- Directed by: Edward Bernds
- Written by: Elwood Ullman
- Produced by: Hugh McCollum
- Starring: Moe Howard Larry Fine Shemp Howard Vernon Dent Ralph Dunn Philip Van Zandt Dee Green
- Cinematography: Allen G. Siegler
- Edited by: Henry DeMond
- Distributed by: Columbia Pictures
- Release date: November 4, 1948 (U.S.);
- Running time: 16:02
- Country: United States
- Language: English

= Mummy's Dummies =

1948 American short film by Edward Bernds

Mummy's Dummies is a 1948 short subject directed by Edward Bernds starring American slapstick comedy team The Three Stooges (Moe Howard, Larry Fine and Shemp Howard). It is the 111th entry in the series released by Columbia Pictures starring the comedians, who released 190 shorts for the studio between 1934 and 1959.

==Plot==
The Stooges are employed as purveyors of used chariots in the milieu of Ancient Egypt, a vocation fraught with misfortune as they unwittingly deceive Rhadames, the esteemed captain of the royal guards, with a substandard chariot.

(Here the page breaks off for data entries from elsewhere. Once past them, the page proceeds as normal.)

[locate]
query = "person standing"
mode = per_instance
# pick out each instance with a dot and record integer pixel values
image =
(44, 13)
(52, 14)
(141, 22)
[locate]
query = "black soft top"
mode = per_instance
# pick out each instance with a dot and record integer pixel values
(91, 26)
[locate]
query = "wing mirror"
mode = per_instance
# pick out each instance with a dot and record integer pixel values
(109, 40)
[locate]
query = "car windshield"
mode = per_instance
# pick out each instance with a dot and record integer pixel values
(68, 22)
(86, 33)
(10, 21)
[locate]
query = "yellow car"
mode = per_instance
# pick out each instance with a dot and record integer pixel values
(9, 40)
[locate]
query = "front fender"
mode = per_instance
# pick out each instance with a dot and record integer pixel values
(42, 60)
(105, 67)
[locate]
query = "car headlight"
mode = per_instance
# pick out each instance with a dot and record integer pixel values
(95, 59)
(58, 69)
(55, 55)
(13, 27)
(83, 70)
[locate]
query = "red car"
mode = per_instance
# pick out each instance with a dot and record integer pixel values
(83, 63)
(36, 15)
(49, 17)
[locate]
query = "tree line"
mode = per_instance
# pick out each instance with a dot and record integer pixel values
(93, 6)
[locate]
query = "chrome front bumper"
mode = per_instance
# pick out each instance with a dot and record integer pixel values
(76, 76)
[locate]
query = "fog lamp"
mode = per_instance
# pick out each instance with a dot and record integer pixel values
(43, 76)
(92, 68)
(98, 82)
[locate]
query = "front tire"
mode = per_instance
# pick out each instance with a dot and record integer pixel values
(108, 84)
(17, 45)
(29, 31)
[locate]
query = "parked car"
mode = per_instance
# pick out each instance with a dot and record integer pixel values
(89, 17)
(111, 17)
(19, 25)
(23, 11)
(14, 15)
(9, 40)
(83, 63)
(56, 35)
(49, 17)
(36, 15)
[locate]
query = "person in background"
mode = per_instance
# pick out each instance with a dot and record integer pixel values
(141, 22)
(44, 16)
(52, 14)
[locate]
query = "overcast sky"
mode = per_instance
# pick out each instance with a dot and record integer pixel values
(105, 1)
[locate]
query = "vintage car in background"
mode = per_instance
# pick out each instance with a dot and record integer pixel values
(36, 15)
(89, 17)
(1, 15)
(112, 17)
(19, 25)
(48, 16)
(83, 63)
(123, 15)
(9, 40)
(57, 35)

The consequential arrest leads the Stooges to stand trial before Pharaoh Rootentootin within the palace precincts, the monarch beset by the affliction of a painful toothache. Seizing upon an opportunity for redemption, Moe interjects, asserting Shemp's expertise in dentistry under the pseudonym "Painless Papyrus." Shemp, despite his visual impairment, endeavors to extract the troublesome tooth, inadvertently causing injury to the Pharaoh's nose. Nonetheless, the successful extraction of the tooth prompts the Pharaoh to bestow upon the Stooges the esteemed title of royal chamberlains.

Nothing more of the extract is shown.